Moon Dohyun, Choi Jong-Ha
Pohang Accelerator Laboratory, POSTECH, Pohang 37673, Republic of Korea.
Department of Chemistry, Andong National University, Andong 36729, Republic of Korea.
Acta Crystallogr E Crystallogr Commun. 2017 Apr 28;73(Pt 5):755-758. doi: 10.1107/S2056989017005771. eCollection 2017 May 1.
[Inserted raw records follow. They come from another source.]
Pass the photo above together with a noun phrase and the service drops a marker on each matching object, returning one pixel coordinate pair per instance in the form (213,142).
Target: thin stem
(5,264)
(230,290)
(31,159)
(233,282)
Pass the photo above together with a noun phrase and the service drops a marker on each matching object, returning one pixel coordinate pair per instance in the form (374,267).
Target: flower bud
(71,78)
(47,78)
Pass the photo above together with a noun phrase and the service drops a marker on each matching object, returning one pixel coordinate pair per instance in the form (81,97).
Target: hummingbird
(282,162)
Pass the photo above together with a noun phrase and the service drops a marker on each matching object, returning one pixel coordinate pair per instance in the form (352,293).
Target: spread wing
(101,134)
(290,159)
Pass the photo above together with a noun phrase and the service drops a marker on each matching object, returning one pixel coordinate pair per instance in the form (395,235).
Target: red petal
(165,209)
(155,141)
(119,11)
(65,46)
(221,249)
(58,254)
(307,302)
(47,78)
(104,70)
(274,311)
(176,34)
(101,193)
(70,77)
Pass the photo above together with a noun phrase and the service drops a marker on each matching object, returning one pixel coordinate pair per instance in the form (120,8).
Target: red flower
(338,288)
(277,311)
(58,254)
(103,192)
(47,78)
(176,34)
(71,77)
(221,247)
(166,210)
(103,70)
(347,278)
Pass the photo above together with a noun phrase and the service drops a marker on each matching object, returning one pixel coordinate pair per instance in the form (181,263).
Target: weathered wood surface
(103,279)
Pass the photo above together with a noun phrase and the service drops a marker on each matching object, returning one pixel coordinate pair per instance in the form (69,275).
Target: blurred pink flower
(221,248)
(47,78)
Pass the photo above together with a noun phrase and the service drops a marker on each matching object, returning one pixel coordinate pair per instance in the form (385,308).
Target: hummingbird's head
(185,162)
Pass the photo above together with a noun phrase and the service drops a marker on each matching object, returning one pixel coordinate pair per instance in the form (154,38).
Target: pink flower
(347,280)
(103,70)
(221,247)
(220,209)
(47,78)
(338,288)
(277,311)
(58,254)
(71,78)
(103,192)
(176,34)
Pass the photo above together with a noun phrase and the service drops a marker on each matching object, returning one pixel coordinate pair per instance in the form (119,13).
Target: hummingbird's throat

The asymmetric unit of the hydrated title salt, (CHN)[CrO]·HO [CHN = H(cyclam) = 1,4,8,11-tetra-azonia-cyclo-tetra-deca-ne], contains two half-cations (both completed by crystallographic inversion symmetry), two dichromate anions and one water mol-ecule. The two [CrO] anions exhibit a nearly staggered conformation, with bridging angles of 133.37 (11) and 136.28 (12)°. The distortions of the dichromate anions are due to their participation in hydrogen-bonding inter-actions with the water mol-ecule and the cations. Inter-molecular hydrogen bonds involving the cyclam N-H groups and water O-H groups as donor groups, and the O atoms of the dichromate anions as acceptor groups give rise to a three-dimensional network.
水合标题盐(CHN)[CrO]·HO [CHN = H(环胺)= 1,4,8,11 - 四氮杂环十四烷]的不对称单元包含两个半阳离子(均通过晶体学倒转对称性完成)、两个重铬酸根阴离子和一个水分子。两个[CrO]阴离子呈现出近乎交错的构象,桥连角分别为133.37 (11)°和136.28 (12)°。重铬酸根阴离子的畸变是由于它们参与了与水分子和阳离子的氢键相互作用。涉及环胺N - H基团和水O - H基团作为供体基团,以及重铬酸根阴离子的O原子作为受体基团的分子间氢键形成了一个三维网络。